Akut lösemilerde en önemli 4 tıp tedavi tekniği olduğunu kaydeden Prof. Dr. Eser, bunları şu biçimde sıraladı:

“Kemoterapi (kimyasal kanser ilaçları), radyoterapi (ışın tedavisi), gayeye yönelik akıllı ilaçlarla tedavi ve kök hücre nakli (kemik iliği nakli). Tedavide muvaffakiyet oranları lösemi tipine ve yaşa göre değişiklik gösterir. Çocuklarda yetişkinlere nazaran muvaffakiyet oranı hayli daha güzeldir. 14 yaşın altındaki çocuklarda tedavi ile ortalama sağkalım oranı yüzde 90’ın üzerindeyken, 15-24 yaş ortası hastalarda bu oran yüzde 70 civarıdır. 65 yaş üzeri hastaların ise yüzde 15’ten daha azı başarılı bir biçimde tedavi edilebilmektedir. Hastalığın alt tipi, akyuvar sayısının çok yüksek olup olmaması, başlangıçta organ hasarlarının bulunup bulunmaması, hastanın tedaviye verdiği tepki, kök hücre naklinin uygulanabilmesi yanında tedavi yapılan merkezin kuralları ve takımın deneyimi de hastaların tedavi muvaffakiyetini etkileyen faktörlerdir.”
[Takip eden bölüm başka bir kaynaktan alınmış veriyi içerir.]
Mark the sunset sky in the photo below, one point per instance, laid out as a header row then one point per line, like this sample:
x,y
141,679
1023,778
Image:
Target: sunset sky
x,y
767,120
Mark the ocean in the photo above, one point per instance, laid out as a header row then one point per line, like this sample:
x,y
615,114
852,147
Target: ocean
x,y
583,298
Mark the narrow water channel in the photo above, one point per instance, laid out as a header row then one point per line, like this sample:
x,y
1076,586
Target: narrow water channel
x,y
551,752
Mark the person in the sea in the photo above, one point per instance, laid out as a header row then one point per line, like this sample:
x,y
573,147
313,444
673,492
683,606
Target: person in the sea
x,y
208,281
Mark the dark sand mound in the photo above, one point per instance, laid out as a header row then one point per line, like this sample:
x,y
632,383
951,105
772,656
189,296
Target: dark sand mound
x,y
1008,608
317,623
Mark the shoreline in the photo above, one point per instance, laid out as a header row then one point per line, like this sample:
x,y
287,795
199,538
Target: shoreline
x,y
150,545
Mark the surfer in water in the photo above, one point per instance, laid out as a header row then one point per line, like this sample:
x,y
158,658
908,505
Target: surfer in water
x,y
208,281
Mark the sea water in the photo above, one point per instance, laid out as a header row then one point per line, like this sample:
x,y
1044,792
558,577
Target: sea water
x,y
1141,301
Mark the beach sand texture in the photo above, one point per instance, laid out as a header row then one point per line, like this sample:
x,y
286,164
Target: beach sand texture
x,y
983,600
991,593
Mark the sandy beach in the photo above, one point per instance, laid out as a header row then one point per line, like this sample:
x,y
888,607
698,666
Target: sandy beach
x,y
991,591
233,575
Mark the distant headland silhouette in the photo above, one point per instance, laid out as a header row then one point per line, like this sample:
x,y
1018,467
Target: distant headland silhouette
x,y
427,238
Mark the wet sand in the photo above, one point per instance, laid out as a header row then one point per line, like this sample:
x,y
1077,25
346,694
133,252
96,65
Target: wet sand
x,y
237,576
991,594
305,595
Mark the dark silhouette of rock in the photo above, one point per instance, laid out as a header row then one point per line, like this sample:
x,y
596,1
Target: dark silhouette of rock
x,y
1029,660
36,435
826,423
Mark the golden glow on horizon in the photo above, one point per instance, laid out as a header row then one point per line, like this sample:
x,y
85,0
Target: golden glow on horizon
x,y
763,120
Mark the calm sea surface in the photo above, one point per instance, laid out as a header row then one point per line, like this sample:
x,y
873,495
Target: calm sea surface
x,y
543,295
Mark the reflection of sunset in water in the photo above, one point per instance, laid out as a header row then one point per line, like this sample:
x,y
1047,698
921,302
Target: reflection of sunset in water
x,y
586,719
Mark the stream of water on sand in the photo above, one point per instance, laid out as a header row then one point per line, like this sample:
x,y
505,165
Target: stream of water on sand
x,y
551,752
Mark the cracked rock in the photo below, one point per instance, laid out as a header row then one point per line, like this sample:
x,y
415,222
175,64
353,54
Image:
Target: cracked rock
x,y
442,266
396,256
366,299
Fazla kilo, sigara ve kimyasallar risk faktörü

Lösemi gelişmenine yol açan önlenebilir bir fazlaca risk faktörü olduğunu belirten Prof. Dr. Eser, “İyonize ışınım, benzen ve kimi petrokimyasal mamüllerin riski artırdığı uzun vakittir bilinmektedir. Birtakım virüsler (HTLV-1 virüsü, AIDS’e yol açan HIV virüsü gibi), sigara kullanması ve sigara dumanına maruziyet, saç boyaları, birtakım tarım ilaçları, endüstriyel kimyasal atıklar da lösemi riskini artırabilecek faktörlerdir. Beden yükü da lösemi riskini etkileyebilir. Obezlerde lösemi riskinin arttığı gösterilmiştir” dedi.